# Dischidia species (Thailand/pectinoides) not doing so well



## Lazmarr (Oct 7, 2017)

Edit: I have posted this in the wrong forum. My apologies.

I have this acquired this Dischidia species and it does not seem to be doing so well.
At first it arrived bright green, but now it is slowly shrivelling with some leaves appearing to yellow, and a white residue is now visible on the leaves themselves.
I am not too certain as to what the issue is and any help would be greatly appreciated.
The plant was intended for a rainforest terrarium, with humidity ranging from 70-90%, and temperatures from 20°C to 28°C.
I have included some images below;


----------



## kimcmich (Jan 17, 2016)

Greetings,

Even though they are succulent, Dischidia come from tropical areas where humidity is fairly high even in the dry season. I'd say your plants look a little desiccated. This could be because of low humidity or because the tiny substrate plug has built-up salt from past watering which prevents the plant from soaking up the water.

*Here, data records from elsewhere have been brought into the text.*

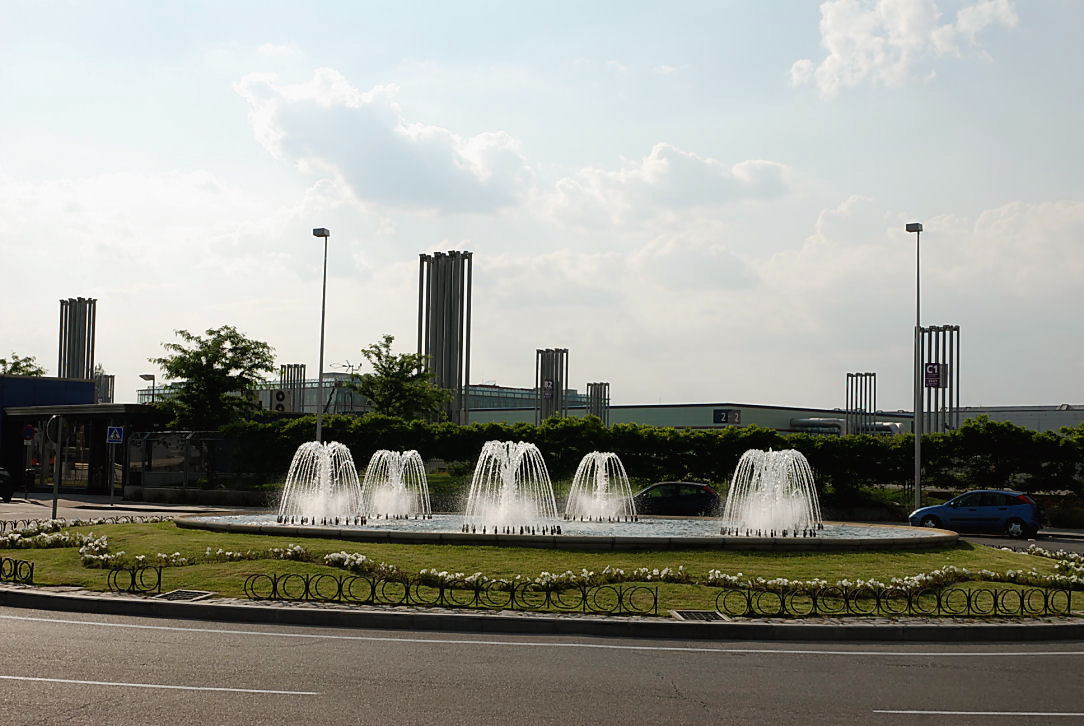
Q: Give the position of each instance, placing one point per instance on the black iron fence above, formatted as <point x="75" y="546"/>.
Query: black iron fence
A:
<point x="894" y="601"/>
<point x="16" y="570"/>
<point x="138" y="580"/>
<point x="491" y="595"/>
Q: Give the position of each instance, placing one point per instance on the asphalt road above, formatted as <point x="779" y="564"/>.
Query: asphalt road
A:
<point x="62" y="668"/>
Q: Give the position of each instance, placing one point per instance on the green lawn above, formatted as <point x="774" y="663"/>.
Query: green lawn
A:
<point x="62" y="567"/>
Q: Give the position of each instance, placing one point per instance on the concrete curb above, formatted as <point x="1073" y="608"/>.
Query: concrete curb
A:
<point x="543" y="624"/>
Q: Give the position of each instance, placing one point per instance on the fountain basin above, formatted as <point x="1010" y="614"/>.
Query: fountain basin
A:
<point x="648" y="533"/>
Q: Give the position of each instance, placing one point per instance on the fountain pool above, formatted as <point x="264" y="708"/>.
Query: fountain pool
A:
<point x="772" y="507"/>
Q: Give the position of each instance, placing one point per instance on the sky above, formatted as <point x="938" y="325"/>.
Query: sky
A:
<point x="704" y="202"/>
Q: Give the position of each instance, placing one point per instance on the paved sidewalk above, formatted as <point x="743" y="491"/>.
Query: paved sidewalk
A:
<point x="850" y="630"/>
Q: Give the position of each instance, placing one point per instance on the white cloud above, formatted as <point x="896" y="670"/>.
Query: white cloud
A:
<point x="326" y="125"/>
<point x="279" y="49"/>
<point x="887" y="42"/>
<point x="668" y="180"/>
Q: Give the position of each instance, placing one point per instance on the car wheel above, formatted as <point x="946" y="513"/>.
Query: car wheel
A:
<point x="1017" y="529"/>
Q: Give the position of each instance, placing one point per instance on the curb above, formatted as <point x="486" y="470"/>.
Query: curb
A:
<point x="544" y="624"/>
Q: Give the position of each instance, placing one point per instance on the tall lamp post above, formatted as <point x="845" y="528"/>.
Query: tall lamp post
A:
<point x="322" y="232"/>
<point x="917" y="229"/>
<point x="149" y="376"/>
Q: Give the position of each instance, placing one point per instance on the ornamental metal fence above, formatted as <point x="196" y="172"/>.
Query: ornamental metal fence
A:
<point x="491" y="595"/>
<point x="895" y="601"/>
<point x="136" y="580"/>
<point x="20" y="571"/>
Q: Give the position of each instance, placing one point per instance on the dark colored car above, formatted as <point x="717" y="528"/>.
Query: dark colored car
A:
<point x="676" y="497"/>
<point x="984" y="510"/>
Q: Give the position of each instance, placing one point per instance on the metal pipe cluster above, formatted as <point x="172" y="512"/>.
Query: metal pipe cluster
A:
<point x="76" y="357"/>
<point x="443" y="323"/>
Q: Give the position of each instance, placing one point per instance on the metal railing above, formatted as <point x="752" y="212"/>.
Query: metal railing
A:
<point x="490" y="595"/>
<point x="136" y="580"/>
<point x="895" y="601"/>
<point x="20" y="571"/>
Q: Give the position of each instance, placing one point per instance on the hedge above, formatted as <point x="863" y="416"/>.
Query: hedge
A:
<point x="980" y="454"/>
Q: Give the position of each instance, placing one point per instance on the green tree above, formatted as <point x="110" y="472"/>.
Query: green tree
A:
<point x="399" y="384"/>
<point x="215" y="374"/>
<point x="17" y="365"/>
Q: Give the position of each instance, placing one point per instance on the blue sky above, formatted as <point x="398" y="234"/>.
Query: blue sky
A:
<point x="704" y="202"/>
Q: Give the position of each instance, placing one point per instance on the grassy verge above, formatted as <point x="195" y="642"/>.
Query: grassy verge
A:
<point x="62" y="566"/>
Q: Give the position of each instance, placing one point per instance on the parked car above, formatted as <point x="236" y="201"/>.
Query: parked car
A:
<point x="676" y="497"/>
<point x="984" y="510"/>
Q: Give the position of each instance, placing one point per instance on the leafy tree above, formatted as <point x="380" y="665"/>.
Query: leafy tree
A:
<point x="17" y="365"/>
<point x="215" y="374"/>
<point x="399" y="385"/>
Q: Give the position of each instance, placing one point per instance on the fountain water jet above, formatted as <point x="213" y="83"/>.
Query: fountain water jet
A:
<point x="322" y="484"/>
<point x="601" y="490"/>
<point x="395" y="485"/>
<point x="772" y="492"/>
<point x="511" y="488"/>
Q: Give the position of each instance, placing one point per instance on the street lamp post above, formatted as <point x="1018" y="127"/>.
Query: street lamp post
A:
<point x="322" y="232"/>
<point x="917" y="229"/>
<point x="149" y="376"/>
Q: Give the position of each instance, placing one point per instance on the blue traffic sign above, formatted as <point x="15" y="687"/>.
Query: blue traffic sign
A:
<point x="115" y="435"/>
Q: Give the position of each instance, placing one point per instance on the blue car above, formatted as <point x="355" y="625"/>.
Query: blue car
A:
<point x="984" y="510"/>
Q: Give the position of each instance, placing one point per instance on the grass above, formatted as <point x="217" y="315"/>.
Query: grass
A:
<point x="62" y="566"/>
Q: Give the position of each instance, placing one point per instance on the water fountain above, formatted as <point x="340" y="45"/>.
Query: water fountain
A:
<point x="510" y="490"/>
<point x="772" y="503"/>
<point x="321" y="487"/>
<point x="601" y="490"/>
<point x="772" y="494"/>
<point x="395" y="485"/>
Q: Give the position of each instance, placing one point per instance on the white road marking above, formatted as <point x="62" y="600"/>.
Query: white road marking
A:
<point x="523" y="644"/>
<point x="160" y="685"/>
<point x="984" y="713"/>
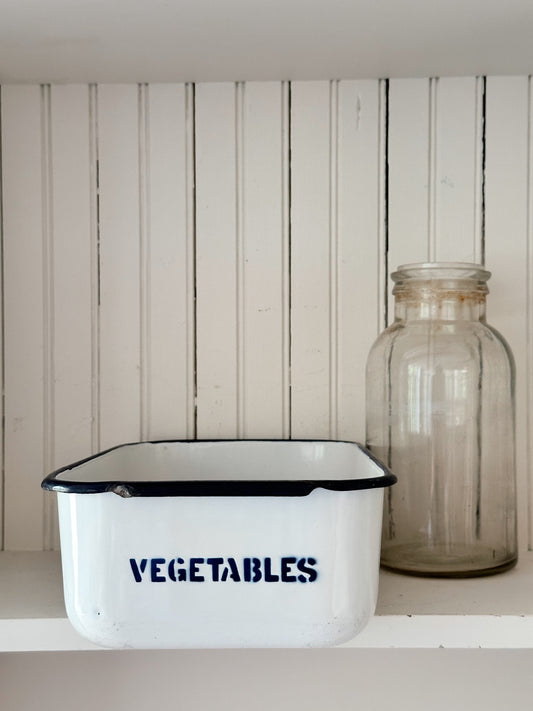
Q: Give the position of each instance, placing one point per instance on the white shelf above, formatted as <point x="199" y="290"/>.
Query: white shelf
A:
<point x="201" y="40"/>
<point x="494" y="612"/>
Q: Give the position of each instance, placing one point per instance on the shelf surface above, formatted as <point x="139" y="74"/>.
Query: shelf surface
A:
<point x="493" y="612"/>
<point x="55" y="41"/>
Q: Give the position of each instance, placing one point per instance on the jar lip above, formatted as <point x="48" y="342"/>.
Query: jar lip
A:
<point x="441" y="270"/>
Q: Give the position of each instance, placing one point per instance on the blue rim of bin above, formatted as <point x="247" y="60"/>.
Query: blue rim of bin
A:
<point x="226" y="487"/>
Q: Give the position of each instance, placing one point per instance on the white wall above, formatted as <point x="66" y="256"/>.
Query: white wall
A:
<point x="120" y="201"/>
<point x="332" y="680"/>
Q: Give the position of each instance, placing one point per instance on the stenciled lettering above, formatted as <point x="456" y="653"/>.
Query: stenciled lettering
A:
<point x="285" y="569"/>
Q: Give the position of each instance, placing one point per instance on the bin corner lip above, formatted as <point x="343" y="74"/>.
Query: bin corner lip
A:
<point x="237" y="487"/>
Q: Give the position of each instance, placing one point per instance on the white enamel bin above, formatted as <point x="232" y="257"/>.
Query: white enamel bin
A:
<point x="221" y="543"/>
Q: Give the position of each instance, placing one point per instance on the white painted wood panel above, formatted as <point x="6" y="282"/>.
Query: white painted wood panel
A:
<point x="507" y="247"/>
<point x="26" y="316"/>
<point x="70" y="414"/>
<point x="219" y="350"/>
<point x="313" y="129"/>
<point x="263" y="163"/>
<point x="119" y="265"/>
<point x="358" y="272"/>
<point x="408" y="174"/>
<point x="242" y="260"/>
<point x="167" y="151"/>
<point x="210" y="261"/>
<point x="455" y="170"/>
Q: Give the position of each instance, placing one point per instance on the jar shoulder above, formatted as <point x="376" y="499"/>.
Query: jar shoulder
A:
<point x="411" y="338"/>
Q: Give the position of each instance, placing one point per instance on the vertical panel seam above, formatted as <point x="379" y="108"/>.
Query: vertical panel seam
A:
<point x="286" y="256"/>
<point x="383" y="205"/>
<point x="145" y="260"/>
<point x="479" y="171"/>
<point x="529" y="308"/>
<point x="2" y="347"/>
<point x="240" y="256"/>
<point x="94" y="183"/>
<point x="191" y="269"/>
<point x="333" y="259"/>
<point x="48" y="304"/>
<point x="432" y="168"/>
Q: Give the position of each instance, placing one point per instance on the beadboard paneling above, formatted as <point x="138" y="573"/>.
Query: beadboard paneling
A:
<point x="212" y="260"/>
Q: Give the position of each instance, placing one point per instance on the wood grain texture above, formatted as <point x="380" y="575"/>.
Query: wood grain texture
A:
<point x="506" y="244"/>
<point x="26" y="284"/>
<point x="119" y="265"/>
<point x="211" y="261"/>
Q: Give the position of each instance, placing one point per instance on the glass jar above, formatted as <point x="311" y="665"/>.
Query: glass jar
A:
<point x="440" y="414"/>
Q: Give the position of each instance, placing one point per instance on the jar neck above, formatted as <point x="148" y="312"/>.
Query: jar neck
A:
<point x="436" y="302"/>
<point x="440" y="291"/>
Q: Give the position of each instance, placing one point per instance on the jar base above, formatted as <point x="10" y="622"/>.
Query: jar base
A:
<point x="465" y="562"/>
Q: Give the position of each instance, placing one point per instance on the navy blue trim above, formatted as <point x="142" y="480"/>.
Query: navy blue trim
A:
<point x="300" y="487"/>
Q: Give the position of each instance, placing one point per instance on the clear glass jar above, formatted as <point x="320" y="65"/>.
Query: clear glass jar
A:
<point x="440" y="414"/>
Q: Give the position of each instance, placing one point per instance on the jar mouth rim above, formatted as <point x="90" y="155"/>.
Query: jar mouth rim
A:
<point x="442" y="270"/>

The white residue looks like an effect of the lack of water - the leaves and ant organs have shrunk and the cuticle has cracked.

I would stick this in a vivarium with a new plug of substrate and keep it lightly moist.


----------



## Lazmarr (Oct 7, 2017)

kimcmich said:


> Greetings,
> 
> Even though they are succulent, Dischidia come from tropical areas where humidity is fairly high even in the dry season. I'd say your plants look a little desiccated. This could be because of low humidity or because the tiny substrate plug has built-up salt from past watering which prevents the plant from soaking up the water.
> 
> ...


Thank you very much for getting back to me so soon.
I had it in my rainforest terrarium, until I took it out to take the photos.
It's potted in a large snail shell with the mother root in what appears to be a chunk of coconut husk. 
Would you suggest pouring in some water into the snail shell; to give it a good soak?


----------



## varanoid (Jan 21, 2011)

Lazmarr said:


> Thank you very much for getting back to me so soon.
> I had it in my rainforest terrarium, until I took it out to take the photos.
> It's potted in a large snail shell with the mother root in what appears to be a chunk of coconut husk.
> Would you suggest pouring in some water into the snail shell; to give it a good soak?


Does the shell drain? If not, I don't think it's a good idea.


----------